Friday, 11 November 2016

Intuition

I, personally, have a very strong sense of intuition. It occurs in every part of my daily life, such as when I pick an answer for a multiple-choice question or choose what menu I would go for this evening. I don’t think or consider thoroughly about the conditions of each choice I could make, like each of their benefits and drawbacks. All people have times when they can make a decision without any hesitation because they have a feeling that it’d be right. Though it may not always be a right and rational decision, people would probably not change their minds if their inner voice says, “Go for it”. We call this ‘intuition’.

The Myers–Briggs Type Indicator, also known as MBTI personality test, examines whether the person is extraverted (E) or introverted (I), sensing (S) or intuitive (N), thinking (T) or feeling (F), and judging (J) or perceiving (P).

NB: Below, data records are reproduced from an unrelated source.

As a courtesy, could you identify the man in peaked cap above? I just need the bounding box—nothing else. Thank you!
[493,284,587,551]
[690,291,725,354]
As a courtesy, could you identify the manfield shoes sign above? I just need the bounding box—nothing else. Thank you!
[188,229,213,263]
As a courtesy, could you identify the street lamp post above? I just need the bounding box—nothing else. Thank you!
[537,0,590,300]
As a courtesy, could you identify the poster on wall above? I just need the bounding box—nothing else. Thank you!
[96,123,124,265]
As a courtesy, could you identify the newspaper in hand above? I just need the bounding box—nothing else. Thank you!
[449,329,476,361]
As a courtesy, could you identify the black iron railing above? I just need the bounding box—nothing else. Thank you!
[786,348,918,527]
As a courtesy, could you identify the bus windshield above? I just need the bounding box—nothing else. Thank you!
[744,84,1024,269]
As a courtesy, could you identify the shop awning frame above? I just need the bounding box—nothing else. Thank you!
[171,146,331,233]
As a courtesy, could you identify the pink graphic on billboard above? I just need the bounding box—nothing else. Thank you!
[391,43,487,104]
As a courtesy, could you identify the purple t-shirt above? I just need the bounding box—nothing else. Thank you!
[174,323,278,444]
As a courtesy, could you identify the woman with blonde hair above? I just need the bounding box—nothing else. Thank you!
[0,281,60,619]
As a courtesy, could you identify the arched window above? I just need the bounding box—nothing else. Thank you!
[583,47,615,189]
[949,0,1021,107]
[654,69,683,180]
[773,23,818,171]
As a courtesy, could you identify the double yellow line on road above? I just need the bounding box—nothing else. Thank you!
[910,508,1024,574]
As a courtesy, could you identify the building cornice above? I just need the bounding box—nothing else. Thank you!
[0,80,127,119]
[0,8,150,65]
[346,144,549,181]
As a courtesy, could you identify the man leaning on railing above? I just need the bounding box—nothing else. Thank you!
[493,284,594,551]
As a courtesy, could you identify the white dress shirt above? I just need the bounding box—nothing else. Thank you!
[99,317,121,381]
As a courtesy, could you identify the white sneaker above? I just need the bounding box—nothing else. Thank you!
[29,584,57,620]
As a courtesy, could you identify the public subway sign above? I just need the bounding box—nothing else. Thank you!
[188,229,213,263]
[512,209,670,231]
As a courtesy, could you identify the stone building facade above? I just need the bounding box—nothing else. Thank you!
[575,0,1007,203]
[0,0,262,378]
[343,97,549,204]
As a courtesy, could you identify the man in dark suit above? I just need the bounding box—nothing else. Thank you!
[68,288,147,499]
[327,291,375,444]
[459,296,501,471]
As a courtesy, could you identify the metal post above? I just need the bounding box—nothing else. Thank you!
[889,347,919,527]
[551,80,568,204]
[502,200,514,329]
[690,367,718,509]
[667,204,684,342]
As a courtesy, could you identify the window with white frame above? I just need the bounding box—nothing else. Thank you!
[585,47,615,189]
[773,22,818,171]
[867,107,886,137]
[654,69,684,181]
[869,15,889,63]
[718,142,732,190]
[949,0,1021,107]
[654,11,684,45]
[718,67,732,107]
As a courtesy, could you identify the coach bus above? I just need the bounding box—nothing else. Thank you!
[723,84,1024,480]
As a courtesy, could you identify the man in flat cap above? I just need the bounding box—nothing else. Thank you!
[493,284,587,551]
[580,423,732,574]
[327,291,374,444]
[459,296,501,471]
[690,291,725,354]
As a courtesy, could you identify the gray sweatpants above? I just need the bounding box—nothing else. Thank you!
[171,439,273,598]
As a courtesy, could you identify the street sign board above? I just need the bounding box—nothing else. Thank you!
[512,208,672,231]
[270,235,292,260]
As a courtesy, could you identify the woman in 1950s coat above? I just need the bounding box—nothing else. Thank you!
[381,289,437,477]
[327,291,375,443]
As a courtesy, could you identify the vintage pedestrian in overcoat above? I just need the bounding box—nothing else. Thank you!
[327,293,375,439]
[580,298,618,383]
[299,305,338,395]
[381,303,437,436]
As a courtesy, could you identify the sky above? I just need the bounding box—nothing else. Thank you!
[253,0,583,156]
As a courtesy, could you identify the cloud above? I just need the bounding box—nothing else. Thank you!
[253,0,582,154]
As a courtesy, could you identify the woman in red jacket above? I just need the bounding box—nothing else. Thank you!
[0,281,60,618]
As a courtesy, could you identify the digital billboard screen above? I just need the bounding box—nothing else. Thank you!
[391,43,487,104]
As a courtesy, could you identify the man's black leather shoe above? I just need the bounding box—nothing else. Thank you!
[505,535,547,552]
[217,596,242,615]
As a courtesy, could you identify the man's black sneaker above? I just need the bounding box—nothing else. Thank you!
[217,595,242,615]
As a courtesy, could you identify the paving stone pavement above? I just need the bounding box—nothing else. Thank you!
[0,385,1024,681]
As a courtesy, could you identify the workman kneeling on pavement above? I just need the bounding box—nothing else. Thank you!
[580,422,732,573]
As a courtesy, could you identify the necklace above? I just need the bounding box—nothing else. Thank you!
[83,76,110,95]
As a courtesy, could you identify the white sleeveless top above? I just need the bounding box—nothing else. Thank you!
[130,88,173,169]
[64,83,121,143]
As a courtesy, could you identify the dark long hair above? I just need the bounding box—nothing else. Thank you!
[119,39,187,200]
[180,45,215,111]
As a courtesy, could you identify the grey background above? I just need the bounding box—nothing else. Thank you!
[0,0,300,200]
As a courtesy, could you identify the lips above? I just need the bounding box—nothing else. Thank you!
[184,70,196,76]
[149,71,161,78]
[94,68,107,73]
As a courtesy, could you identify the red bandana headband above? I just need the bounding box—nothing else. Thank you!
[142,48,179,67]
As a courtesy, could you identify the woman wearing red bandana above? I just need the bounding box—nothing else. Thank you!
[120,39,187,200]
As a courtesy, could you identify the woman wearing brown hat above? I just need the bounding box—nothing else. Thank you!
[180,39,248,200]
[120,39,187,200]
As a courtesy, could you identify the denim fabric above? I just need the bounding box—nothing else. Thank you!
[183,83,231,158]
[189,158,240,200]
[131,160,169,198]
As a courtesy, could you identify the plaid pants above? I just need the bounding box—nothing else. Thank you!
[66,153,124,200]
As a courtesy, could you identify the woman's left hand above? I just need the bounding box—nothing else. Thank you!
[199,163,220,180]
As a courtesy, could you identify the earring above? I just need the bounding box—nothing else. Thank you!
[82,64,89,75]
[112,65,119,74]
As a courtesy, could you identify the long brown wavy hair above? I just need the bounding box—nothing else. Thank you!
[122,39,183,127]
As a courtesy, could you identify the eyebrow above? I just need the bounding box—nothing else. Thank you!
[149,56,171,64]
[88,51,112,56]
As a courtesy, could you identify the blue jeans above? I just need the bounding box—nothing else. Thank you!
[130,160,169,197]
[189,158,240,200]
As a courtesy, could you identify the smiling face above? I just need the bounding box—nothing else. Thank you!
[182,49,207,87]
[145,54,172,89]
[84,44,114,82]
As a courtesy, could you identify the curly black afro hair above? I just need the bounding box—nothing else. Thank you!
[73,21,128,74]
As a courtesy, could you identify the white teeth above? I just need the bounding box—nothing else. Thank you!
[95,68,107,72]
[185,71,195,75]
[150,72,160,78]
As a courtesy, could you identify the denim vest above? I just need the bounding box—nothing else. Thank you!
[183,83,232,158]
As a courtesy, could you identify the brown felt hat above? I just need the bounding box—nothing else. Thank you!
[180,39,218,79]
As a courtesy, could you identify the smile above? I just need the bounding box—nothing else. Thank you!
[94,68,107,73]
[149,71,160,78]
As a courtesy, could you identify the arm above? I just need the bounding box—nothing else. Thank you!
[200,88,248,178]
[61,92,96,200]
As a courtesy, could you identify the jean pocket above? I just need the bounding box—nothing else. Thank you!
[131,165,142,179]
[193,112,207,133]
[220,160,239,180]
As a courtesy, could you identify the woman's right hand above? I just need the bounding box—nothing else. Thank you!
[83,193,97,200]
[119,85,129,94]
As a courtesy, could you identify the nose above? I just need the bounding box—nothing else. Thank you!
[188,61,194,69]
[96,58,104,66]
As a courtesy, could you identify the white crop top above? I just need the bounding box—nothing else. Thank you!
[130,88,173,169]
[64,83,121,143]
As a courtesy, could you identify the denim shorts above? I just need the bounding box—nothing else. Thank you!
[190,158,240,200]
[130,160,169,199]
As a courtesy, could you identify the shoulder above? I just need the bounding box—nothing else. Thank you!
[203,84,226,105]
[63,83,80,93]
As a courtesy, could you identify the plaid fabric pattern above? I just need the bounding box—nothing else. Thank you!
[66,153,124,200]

Hence the result can come out 16 different combinations. For me, I was told I was an ENFP person: extraverted, intuitive, feeling and perceiving. To focus on sensing (S) and intuitive (N) factor, it represents the method by which someone perceives information. Sensing means that a person mainly believes information he or she receives directly from the external world. Intuition means that a person believes mainly information he or she receives from the internal or imaginative world. Hence, people who got N would be more likely to go for their own decisions and care not so much about what others say, as the information from their own outweighs that from outer world.